TEHRAN, Iran, July 17
Iranian exporters are encountering problems with bringing back their foreign currency revenues, Deputy at Monetary and Banking Research Institute Kamran Naderi told Trend.
"It's certain that non-oil exporters would face problems in returning foreign currency, since Iran is not a member of Financial Action Task Force (FATF). The president has stated that Iran's non-oil export was worth some €20 billion, so how come exporters could not return this amount of revenues," he said.
"There are claims that the exporters are abusing the situation and delay bringing back foreign currency revenues, waiting for the local prices to increase. So why hasn't this happened last year (began March 21, 2019)? They're facing problems just now," said Naderi.

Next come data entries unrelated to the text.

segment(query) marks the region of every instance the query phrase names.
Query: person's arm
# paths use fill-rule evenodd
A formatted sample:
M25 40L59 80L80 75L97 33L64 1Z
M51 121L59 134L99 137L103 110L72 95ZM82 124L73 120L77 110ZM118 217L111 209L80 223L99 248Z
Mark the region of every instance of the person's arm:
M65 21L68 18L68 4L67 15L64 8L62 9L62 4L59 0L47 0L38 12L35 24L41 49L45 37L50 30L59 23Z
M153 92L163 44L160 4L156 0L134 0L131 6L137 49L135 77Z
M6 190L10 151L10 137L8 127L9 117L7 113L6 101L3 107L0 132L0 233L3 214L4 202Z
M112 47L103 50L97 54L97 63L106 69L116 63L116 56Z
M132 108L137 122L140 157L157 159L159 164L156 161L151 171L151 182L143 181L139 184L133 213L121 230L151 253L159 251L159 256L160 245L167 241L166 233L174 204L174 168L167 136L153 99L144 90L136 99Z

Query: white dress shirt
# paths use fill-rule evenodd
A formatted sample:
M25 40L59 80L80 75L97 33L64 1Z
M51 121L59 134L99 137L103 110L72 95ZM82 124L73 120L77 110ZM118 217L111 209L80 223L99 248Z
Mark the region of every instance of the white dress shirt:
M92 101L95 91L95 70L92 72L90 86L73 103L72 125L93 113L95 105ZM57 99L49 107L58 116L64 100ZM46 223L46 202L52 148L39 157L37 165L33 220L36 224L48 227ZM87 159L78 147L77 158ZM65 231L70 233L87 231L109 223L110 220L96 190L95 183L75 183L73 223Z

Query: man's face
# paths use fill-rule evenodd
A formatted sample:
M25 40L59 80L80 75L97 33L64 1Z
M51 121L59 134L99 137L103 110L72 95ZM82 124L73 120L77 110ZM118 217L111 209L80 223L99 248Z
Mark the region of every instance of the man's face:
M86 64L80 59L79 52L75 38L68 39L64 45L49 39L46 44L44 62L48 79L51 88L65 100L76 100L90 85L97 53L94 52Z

"If these individuals are opportunists, as some claim, then it should also be mentioned what caused all this - the policy related to FATF," he said. "It led to more pressure being applied on Iran, and the whole topic isn't being discussed."
"Iranian exporters receive money from their customers to their accounts in destination countries, but they are not able to transfer the money because of international regulations related to the FATF," Naderi said.
"So, it isn't right, for example, to blame South Korea for following international regulations and cutting bank relations with Iran, since it is on the FATF black list. These are international regulations," he said.
Naderi added that the decisions made in Iran, domestically, have led to intensification of economic problems.
The World watchdog for Money Laundering blacklisted Iran after it failed to comply with FATF standards. One of the consequences is that the country's foreign currency earnings and access to foreign currency resources has become more difficult.